Almost unnoticeable, this month’s examples may work best in a casserole or with an onion gravy. Mr Frankland was unable to assist this time, they were picked up from a Tesco’s and hence may not be the best county ambassadors.
Lincolnshire sits up on the east coast. Mostly farmland, it is also one of the least ethnically diverse counties in Britain and is a popular retirement destination. The apparent blandness of our examples of the Lincolnshire sausage may then be appropriate. It is a sausage for a small town, to be eaten on a weekend morning with tea in a mug, near a stone church if possible.
With no recognition from the European Union, though they’ve tried, our examples are called simply ‘Lincolnshire sausages’ and could have been made anywhere. The ingredient list in its bluntness (Sodium Metabisulphite?) plants a metallic taste in the mind even before consumption. ‘Rusk’ turns out to be a type of bread filler, and not a cousin of the stoat and rat.

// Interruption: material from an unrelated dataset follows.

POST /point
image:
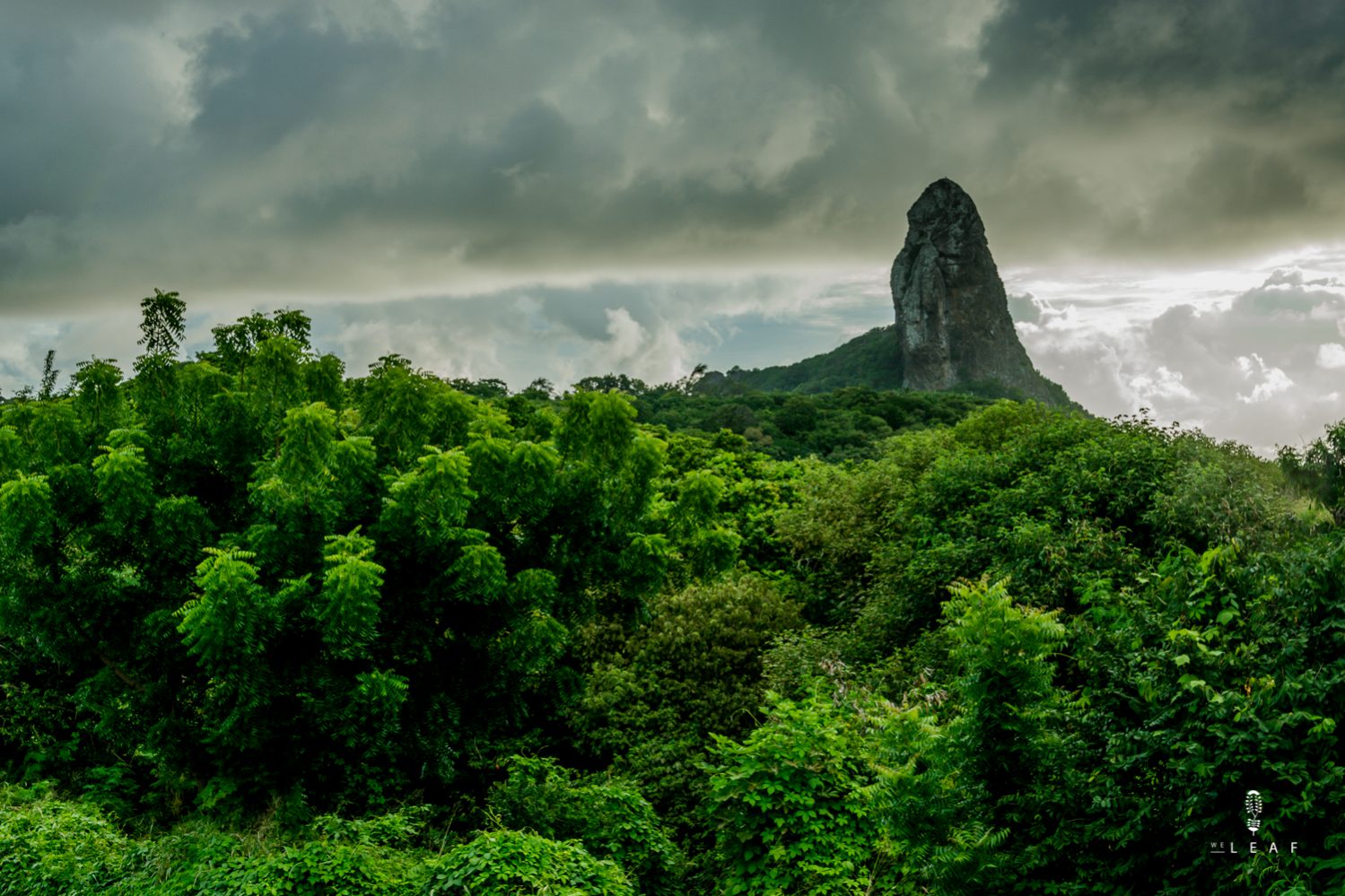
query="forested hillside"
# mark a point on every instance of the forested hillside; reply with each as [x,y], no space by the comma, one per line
[269,626]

The uniformity of the sausages is unsettling. They are vacuum-packed and all of equal size and length, with that hexagonal look of sausages packed in a bundle too tightly. The instructions also, ‘Eat immediately’ are unnerving. Imperatives were not part of Mr Frankland’s vocabulary. The talk around the matter, suggestions, recommendations, small talk, are not present. The cashier has no apparent idea or interest in sausage choices.
With the abruptness of the instructions and eight sausages to work through, the cooking is split between the trusted cast iron pan, and a paper lined baking tray in the oven.

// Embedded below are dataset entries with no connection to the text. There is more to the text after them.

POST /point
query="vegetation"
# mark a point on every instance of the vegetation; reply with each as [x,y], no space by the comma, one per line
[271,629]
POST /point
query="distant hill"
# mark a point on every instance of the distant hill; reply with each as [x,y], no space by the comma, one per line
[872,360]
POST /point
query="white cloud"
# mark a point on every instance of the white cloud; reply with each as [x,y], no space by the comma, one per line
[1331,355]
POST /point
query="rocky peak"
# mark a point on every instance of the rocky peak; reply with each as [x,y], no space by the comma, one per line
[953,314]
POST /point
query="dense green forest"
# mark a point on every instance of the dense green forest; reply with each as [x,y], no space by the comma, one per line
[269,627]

It is a paler sausage than the Cumberland, a visually unappealing sausage. The casing seems to burn faster, the temperature is dropped on the element for a slower cook. The sizzle sound from the pan may be recreated by listening to rain on the corrugated iron roof of a summer camp hut. A Saturday morning drizzle, around 7am, where there is nothing to do that day but card games and carry over of last night’s Monopoly.
Sadly one ruptures in the pan. The sausage splitting in two, held together by a piece of casing, like a worker’s finger in an industrial accident. A forestry worker, or fisherman. A second develops a fissure that cuts along its length. The sizzle sound rapidly rises like the heavier drops of water that have pooled on leaves and fall flat and fat upon the roof.
The second group are placed in the oven at 200 degrees and fair a lot better. There is an overall browning and no splitting. It affects the flavour, there is more caramelization, lending a sweetness to the pork. These would need no gravy.
Both groups retain their coarseness and a soft chewiness. The fat is lesser than the Cumberland, the sage either too mild or subtle for my palate. The non-meat filler, though part of a traditional Lincolnshire, gives it that Saturday morning sausage-sizzle feel. Onions in a plastic tub and tomato sauce from a caterer-sized bottle.
Mixed feelings. They were filling, but needed to be a part of something else, or at least accompanied. Garlic fried mushrooms or a spiced tomato chutney perhaps. Invite some colour and spice in there and these sausages would provide a stable base.